Camp Systems International expanded its share in the business aviation maintenance-tracking market by purchasing Avtrak on July 9. In early May, Camp was sold by private equity firm Warburg Pincus to another private equity company, GTCR (owner of the Landmark Aviation FBO chain), for a reported $600- to $700 million. Camp CEO Ken Gray said that he had indicated an interest in buying Avtrak to co-founders Joe and Glenn Hertzler. He added, “The Hertzler brothers made a decision for personal reasons that it was time to exit, and we were a logical acquirer.” Camp will continue to run Avtrak as a separate maintenance-tracking business.

Camp, which purchased Cessna’s Cescom maintenance-tracking system for $50 million in 2009, still has less than 50 percent market share in the turbine-powered business aircraft market after adding Avtrak, according to Gray. Camp had earlier bought maintenance tracking services from Hawker Beechcraft and Bombardier. “There are a lot of aircraft that Avtrak and Camp do not service,” he said, and thus opportunities to add to that market share. Camp offers maintenance tracking services for most types of business aircraft and specializes in maintenance tracking aided by full-service analysts, while Avtrak has been targeted more at the type of customer that doesn’t use an analyst. “We both have the market fairly well covered from a model perspective,” he said. “We think there is an opportunity to expand into the market that doesn’t use analyst service. Avtrak is a good product and a respected brand name. We would not have bought if we had no intention to continue it.”

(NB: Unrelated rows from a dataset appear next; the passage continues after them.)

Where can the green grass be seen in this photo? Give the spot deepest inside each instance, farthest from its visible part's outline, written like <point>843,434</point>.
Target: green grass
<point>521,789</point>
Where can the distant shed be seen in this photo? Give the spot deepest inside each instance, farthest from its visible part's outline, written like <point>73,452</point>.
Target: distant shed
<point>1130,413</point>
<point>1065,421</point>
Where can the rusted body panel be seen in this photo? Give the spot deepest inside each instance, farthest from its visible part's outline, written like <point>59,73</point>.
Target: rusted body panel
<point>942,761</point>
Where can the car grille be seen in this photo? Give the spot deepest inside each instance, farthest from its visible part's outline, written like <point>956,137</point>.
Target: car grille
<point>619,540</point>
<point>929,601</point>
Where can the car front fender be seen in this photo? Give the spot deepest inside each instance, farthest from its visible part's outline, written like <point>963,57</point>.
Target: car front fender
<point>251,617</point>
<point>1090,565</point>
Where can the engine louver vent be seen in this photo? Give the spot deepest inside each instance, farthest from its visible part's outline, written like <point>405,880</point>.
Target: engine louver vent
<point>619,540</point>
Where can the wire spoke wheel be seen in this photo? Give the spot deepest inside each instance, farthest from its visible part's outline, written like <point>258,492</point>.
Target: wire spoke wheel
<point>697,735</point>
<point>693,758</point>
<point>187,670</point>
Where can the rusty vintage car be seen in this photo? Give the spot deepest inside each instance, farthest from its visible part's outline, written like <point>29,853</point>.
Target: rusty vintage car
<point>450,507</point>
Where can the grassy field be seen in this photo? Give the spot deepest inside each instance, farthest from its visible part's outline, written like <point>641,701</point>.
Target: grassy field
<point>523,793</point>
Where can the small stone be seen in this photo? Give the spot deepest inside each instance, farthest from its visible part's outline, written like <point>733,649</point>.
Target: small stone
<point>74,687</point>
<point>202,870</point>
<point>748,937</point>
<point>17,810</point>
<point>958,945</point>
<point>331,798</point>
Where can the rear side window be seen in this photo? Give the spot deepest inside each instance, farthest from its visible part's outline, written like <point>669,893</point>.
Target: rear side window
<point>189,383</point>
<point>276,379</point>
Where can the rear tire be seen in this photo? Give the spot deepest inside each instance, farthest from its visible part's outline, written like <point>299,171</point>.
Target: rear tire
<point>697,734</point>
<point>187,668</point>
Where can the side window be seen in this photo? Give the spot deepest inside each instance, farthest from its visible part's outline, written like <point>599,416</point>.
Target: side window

For future growth, Camp is building its engine condition trend monitoring (ECTM) business, which it bought from Pratt & Whitney Canada in late 2010. “That business is a strong growth opportunity for Camp,” Gray said. “Particularly in the turboprop market we see a lot of growth. We are the exclusive provider for Pratt & Whitney Canada, and we think that between Avtrak, what Camp does and ECTM we can address 100 percent of the market.”

Camp did not purchase Avtrak’s software development business, which provides the software that runs Gulfstream’s CMP maintenance tracking system. Gray said that some consolidation will occur at Avtrak’s and Camp’s Wichita offices. “We made job offers to all the analysts and support people,” Gray said.